Avrebbero, con i loro comportamenti, causato danni ai creditori della Fils, ritardando nel dichiarare il fallimento dell’azienda di servizi municipalizzata del Comune di Foligno. Per questo l’allora sindaco Nando Mismetti e l’ex amministratore (poi liquidatore) della Fisl Stefano Mattioli devono rispondere delle accuse di bancarotta.
Giovedì si è tenuta l’udienza preliminare davanti al gup Federica Fortunati, durante la quale i difensori dei due imputati (gli avvocati Maurizio Salari, Luciano Ghirga e Valeriano Tascini) hanno anticipato che chiederanno per i loro assistiti il rito abbreviato. Tipologia di giudizio che non prevede l’escussione di testimoni ma solo la produzione di documenti e che prevede, in caso di condanna, lo sconto della pena di un terzo.
Per ora, però, l’udienza è stata rinviata al 26 maggio. In quella data, dunque, dovrebbe essere formalizzata la richiesta di rito alternativo e si capirà se il processo andrà avanti davanti al gup o se ci sarà un pronunciamento di rinvio a giudizio o proscioglimento.
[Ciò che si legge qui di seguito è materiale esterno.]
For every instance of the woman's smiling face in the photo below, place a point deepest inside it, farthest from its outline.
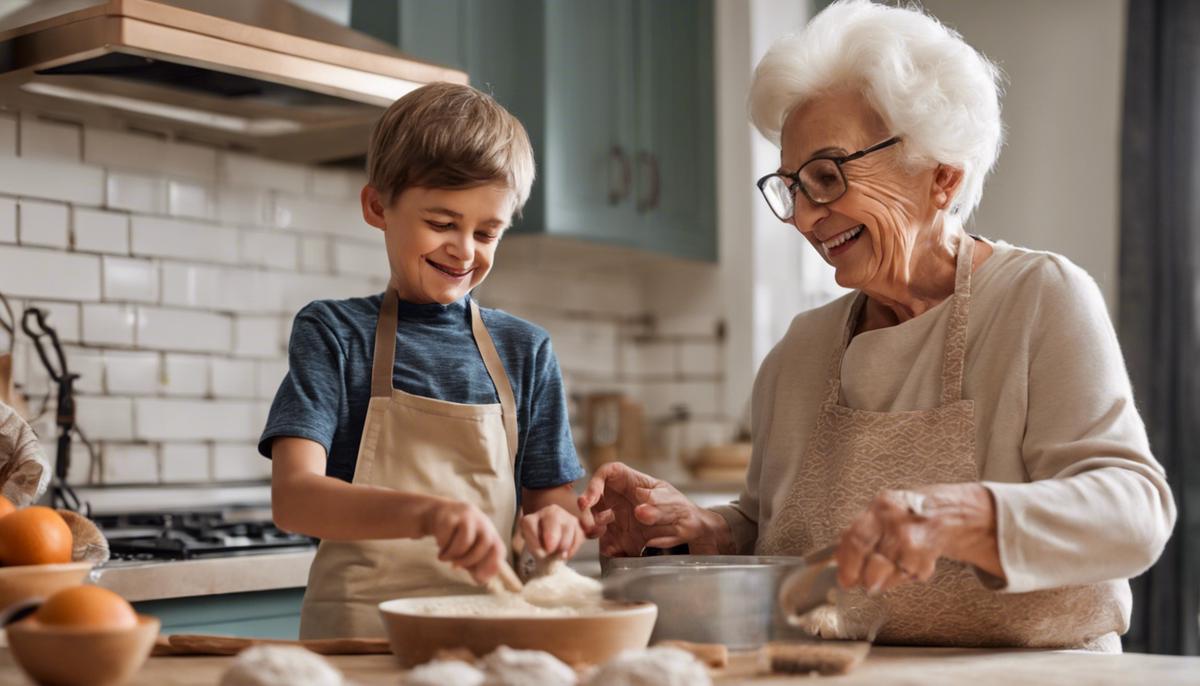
(870, 233)
(441, 242)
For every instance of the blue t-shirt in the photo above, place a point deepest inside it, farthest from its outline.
(325, 393)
A Mismetti e Mattioli viene contestata dalla Procura della Repubblica di Spoleto l’attività effettuata fino al 2018 nei confronti della Fils, in forte dissesto economico. Con le loro azioni, è l’accusa, avrebbero peggiorato la situazione economica della società municipalizzata, arrecando danno maggiore ai creditori del fallimento, dichiarato soltanto nel 2019. In precedenza (a metà 2016), infatti, l’azienda era stata messa in liquidazione, tra le proteste dei lavoratori e le polemiche politiche.
Intanto lo stesso Mattioli nei giorni scorsi è stato condannato in primo grado dal tribunale di Spoleto per peculato in merito alla gestione del servizio affissioni della Fils per conto de Comune di Foligno. L’ex amministratore era accusato di non aver versato nelle casse comunali una cifra pari a circa 889mila euro. E se la sua difesa ha già annunciato ricorso in appello, nelle motivazioni della sentenza di primo grado viene chiamata in causa anche l’allora amministrazione comunale folignate, parlando di un “concorso di colpa del creditore” (il Comune appunto), “in quanto l’inerzia a seguito del prolungato inadempimento ha consentito all’imputato di appropriarsi di una somma significativa“.